An Interview with EVO Built
Driven by a strong growth mindset and determination, Robby Kruyer & cousin Dean Baldwin set out to start a carpentry company but it quickly developed into a highend, well-respected building company within 18 months. Bowens took the opportunity to speak to the EVO Built duo and learn how they made the switch from timber to people in such a short timeframe.
How did you start EVO Built?
Pretty much as soon as I was qualified carpenter (age 26), I had an opportunity to build six units in Preston from start to finish. I had never built something from start to finish, so when I started, I realised I was out of my depth doing it by myself and called my cousin Dean. He had been doing high-end carpentry at the time and had ten years of experience, so it was great to get him on board.
At what point did you get your builders license?
After starting the company, we did some frames, lock up & fix carpentry for around a year to build up some cash flow, then we outsourced to high-end builders doing full carpentry packages to get some good experience. After 12 months, we decided to get our DBL licenses so we could start doing these jobs for ourselves. Dean ended up doing a lot of project management and I was doing estimating, so I was in the office a lot.
After doing some entry-level renovations and gradually moving up, both Dean and I were aiming for high-end renovations and builds. To do that, we needed to obtain our DBU so we could take on builds that were upwards of the $600,000 dollar insurance mark. We eventually obtained those licenses allowing us to run multiple renovations at one time.
What is the biggest challenge in going out on your own to start a business?
When you move from carpentry to building, one of the most difficult things is going from dealing with timber to people. You go from nailing timber to dealing with clients who, a lot of the time, have minimal experience in building so it’s a case of educating them for a smooth process.
“When you move from carpentry to building, one of the most difficult things is going from dealing with timber to people.”
In some cases, we have clients who have 90% of the build fully planned out. Everything is estimated, their trades are lined up, then they ask us to put it together and we go, well this is a dream. Then there are clients who have no building experience whatsoever and require coaching and training to truly understand the plans, which is not a bad thing at all. That’s half the fun, running the client through the plans, teaching them and showing them how it will look.
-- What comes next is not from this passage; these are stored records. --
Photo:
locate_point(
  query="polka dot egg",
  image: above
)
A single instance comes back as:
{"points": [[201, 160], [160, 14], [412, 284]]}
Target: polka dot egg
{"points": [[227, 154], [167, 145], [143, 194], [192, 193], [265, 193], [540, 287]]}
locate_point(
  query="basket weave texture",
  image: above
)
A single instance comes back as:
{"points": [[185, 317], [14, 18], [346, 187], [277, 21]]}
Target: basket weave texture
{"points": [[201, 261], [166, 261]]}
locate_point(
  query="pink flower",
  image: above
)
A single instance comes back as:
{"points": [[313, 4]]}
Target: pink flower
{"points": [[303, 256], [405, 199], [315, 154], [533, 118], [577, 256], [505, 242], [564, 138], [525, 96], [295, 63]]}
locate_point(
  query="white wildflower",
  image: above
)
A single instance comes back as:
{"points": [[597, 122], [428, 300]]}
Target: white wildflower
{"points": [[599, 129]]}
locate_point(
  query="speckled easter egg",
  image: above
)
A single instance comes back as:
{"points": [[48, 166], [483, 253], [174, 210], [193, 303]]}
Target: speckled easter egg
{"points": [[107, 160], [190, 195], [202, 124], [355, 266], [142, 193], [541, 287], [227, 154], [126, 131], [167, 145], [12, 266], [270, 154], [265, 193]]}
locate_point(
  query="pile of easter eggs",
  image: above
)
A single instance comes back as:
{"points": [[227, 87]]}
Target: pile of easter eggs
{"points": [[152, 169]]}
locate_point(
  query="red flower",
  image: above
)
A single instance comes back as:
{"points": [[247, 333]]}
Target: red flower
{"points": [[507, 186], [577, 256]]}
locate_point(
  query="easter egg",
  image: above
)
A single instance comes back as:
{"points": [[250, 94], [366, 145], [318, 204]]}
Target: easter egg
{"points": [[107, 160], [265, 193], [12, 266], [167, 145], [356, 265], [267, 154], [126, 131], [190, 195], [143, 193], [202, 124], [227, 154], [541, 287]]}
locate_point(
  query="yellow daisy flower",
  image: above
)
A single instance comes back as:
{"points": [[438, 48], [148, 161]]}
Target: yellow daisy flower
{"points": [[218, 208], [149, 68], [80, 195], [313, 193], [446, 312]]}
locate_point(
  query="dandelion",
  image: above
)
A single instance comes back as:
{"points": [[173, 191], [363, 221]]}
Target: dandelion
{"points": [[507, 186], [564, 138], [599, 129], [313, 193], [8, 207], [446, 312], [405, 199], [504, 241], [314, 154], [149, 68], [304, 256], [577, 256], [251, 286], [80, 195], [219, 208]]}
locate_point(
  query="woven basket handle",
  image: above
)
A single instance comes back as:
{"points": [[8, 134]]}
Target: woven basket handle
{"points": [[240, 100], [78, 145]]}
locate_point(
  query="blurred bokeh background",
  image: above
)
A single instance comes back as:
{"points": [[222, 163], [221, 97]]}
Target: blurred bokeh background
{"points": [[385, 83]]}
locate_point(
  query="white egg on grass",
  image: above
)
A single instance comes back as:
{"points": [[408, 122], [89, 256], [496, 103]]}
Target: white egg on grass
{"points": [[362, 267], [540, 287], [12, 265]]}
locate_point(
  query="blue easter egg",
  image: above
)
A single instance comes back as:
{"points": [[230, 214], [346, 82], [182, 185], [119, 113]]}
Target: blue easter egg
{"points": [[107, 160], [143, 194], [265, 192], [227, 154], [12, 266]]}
You can see the excitement on their face.
It becomes tricky when there is a miscommunication between the builder & client, and the client mistakenly assumes something will be automatically done. For example, we had a recent large renovation where a client had assumed the front windows of the home would be replaced, but it wasn’t on the plans. When they realised it was going to cost them an additional $20,000, it was a big shock. I feel guilty for charging them, but it isn’t something the builder should pay for either.
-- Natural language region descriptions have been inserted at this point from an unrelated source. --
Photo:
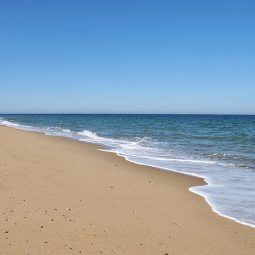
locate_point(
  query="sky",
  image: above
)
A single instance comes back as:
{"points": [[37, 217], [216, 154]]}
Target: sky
{"points": [[127, 56]]}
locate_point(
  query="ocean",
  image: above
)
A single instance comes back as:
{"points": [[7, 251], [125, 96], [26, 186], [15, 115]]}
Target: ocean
{"points": [[218, 148]]}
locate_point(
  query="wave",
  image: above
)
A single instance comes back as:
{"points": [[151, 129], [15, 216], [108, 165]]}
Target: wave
{"points": [[89, 134], [146, 151]]}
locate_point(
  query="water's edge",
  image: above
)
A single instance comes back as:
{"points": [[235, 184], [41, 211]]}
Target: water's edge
{"points": [[101, 148]]}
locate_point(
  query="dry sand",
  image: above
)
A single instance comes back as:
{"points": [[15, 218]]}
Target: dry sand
{"points": [[59, 196]]}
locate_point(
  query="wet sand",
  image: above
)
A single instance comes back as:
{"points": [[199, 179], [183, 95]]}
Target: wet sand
{"points": [[59, 196]]}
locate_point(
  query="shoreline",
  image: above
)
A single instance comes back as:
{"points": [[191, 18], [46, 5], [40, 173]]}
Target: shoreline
{"points": [[164, 202], [100, 147]]}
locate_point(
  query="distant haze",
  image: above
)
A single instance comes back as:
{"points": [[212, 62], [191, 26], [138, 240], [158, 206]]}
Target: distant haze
{"points": [[127, 56]]}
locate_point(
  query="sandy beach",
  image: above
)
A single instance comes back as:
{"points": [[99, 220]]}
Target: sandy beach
{"points": [[59, 196]]}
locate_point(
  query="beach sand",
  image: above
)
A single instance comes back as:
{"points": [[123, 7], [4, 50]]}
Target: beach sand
{"points": [[59, 196]]}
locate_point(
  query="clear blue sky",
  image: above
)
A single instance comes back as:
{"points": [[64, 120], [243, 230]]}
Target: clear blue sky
{"points": [[127, 56]]}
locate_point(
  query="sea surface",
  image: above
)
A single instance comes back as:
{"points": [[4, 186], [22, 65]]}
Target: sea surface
{"points": [[219, 148]]}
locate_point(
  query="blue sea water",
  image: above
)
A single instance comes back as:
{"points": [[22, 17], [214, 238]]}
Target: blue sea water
{"points": [[219, 148]]}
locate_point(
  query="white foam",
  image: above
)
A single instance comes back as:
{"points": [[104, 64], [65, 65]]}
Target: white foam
{"points": [[89, 134], [150, 155]]}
“It becomes tricky when there is a miscommunication between the builder & client, and the client mistakenly assumes something will be automatically done.”
How do you think the communication between the client & builder could be improved on an industry level?
Unfortunately, a lot of clients will design a dream home based on what they want, without much consideration for their budget. Once they go and get it priced, it ends up being over what they are willing to spend. I think there is an industry-wide miscommunication in terms of what’s achievable with a client’s budget. If someone has $500,000 dollars in the bank, it should be one of the first things they communicate with their builder or architect.
“I think there is an industry-wide miscommunication in terms of what’s achievable with a client’s budget.”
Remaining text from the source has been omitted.